I am making a test that transfer data between two gpus directly, and the one gpu is attached 0 process ,the other gpu is attached with 1 process
if using the MPI_SENDRECV , the program do not write log that each process has own log (.eg. 0 process’log is 0.log) ,but do not use MPI_SENDRECV , the process will write its own log
the code is follow :
mpicomm.f90:
module mpicomm
implicit none
contains
subroutine openfile(fh,myid)
integer,intent(inout) :: fh
integer,intent(in) :: myid
integer :: ierror
character(len=20) :: filename
character(len=100) :: errstring
write(filename ,“(i3,‘.log’)”) myid
open(fh,file =filename,status =“replace”,action=“write”,iostat =ierror)
end subroutine openfile
end module mpicomm
test.f90:
module test
use cudafor
use mpi
implicit none
contains
subroutine transferData(myrank,fh)
integer,intent(in) ::myrank,fh
integer ::numprocs,ierror,sendtag,recvtag
real,device,allocatable::d_0(:),d_s(:),d_r(:)

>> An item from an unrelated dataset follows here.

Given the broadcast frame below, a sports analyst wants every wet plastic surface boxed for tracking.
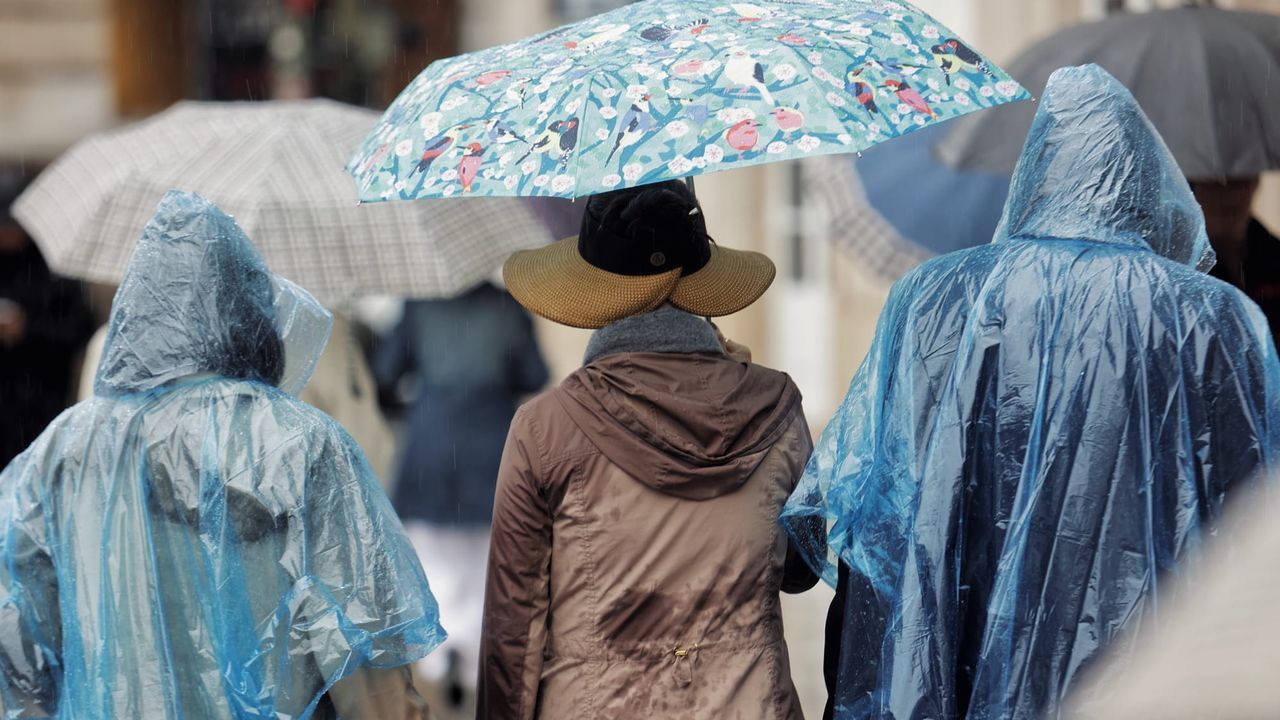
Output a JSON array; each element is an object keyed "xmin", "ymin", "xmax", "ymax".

real,allocatable::h_0(:),h_1(:)
integer :: STATUS(MPI_STATUS_SIZE)
allocate(d_0(1:100))
allocate(d_r(1:100))
allocate(d_s(1:100))
allocate(h_1(1:100))
sendtag= 77
recvtag =77
!call mpi_comm_size(mpi_comm_world,numprocs,ierror)
!call mpi_comm_rank(mpi_comm_world,myrank,ierror)
! I found if I use the up subroutine , the var myrank is not the same as the myrank at the begin, I want to know why
if(myrank .eq. 0) then
d_0 = 0.0
d_s=d_0
d_r =d_0
call MPI_SENDRECV(d_s,100,mpi_real,1,sendtag,d_r,100,mpi_real,0,recvtag,mpi_comm_world,status,ierror)
!if use the subroutine MPI_SENDRECV , the process will not write its own log , and the process will not end, it is liked to suspend, and I do not use MPI_SENDRECV ,the process will be ok
h_1=d_r
write(fh,) 'rank_0 h-1 is ’ ,h_1
end if
if(myrank .eq. 1) then
d_0 =1.0
h_1=d_0
write(fh,) 'rank_1 h-1 before is ’ ,h_1
d_s=d_0
d_r=d_0
**call MPI_SENDRECV(d_s,100,mpi_real,1,sendtag,d_r,100,mpi_real,0,recvtag,mpi_comm_world,status,ierror)
! if use the subroutine , the process will not write its own log
h_1=d_r
write(fh,*) 'rank_1 h-1 after is ’ ,h_1
end if
deallocate(d_0)
deallocate(d_s)
deallocate(d_r)
deallocate(h_1)
end subroutine transferData
end module test
main.f90:
program main
use mpi
use mpicomm
use cudafor
use test
implicit none
call mpi_init(ierr)
call mpi_comm_size(mpi_comm_world, numprocs,ierr)
call mpi_comm_rank(mpi_comm_world,myrank,ierr)
call mpi_get_processor_name(hostname,namelen,ierr)
allocate(hosts(0:numprocs-1))
call openfile(fh,myrank)
do i =0,numprocs-1
istat=cudaSetDevice(i)
istat = cudaGetDevice(i)
end do
call transferData(myrank,fh)
print * ,‘transferData is over’
call mpi_finalize(rc)
print * ,‘mpi is over’
close(fh)
end program main
sbatch shell is :
#!/bin/bash
#SBATCH -J test
#SBATCH --comment=test
#SBATCH -o out/%x-%j.out
#SBATCH -e out/%x-%j.err
#SBATCH -p GPU
#SBATCH --ntasks=2
#SBATCH --nodes=2
#SBATCH --tasks-per-node=1
#SBATCH --cpus-per-task=2
mpirun ./a.exe
#srun --mpi=pmi2 a.out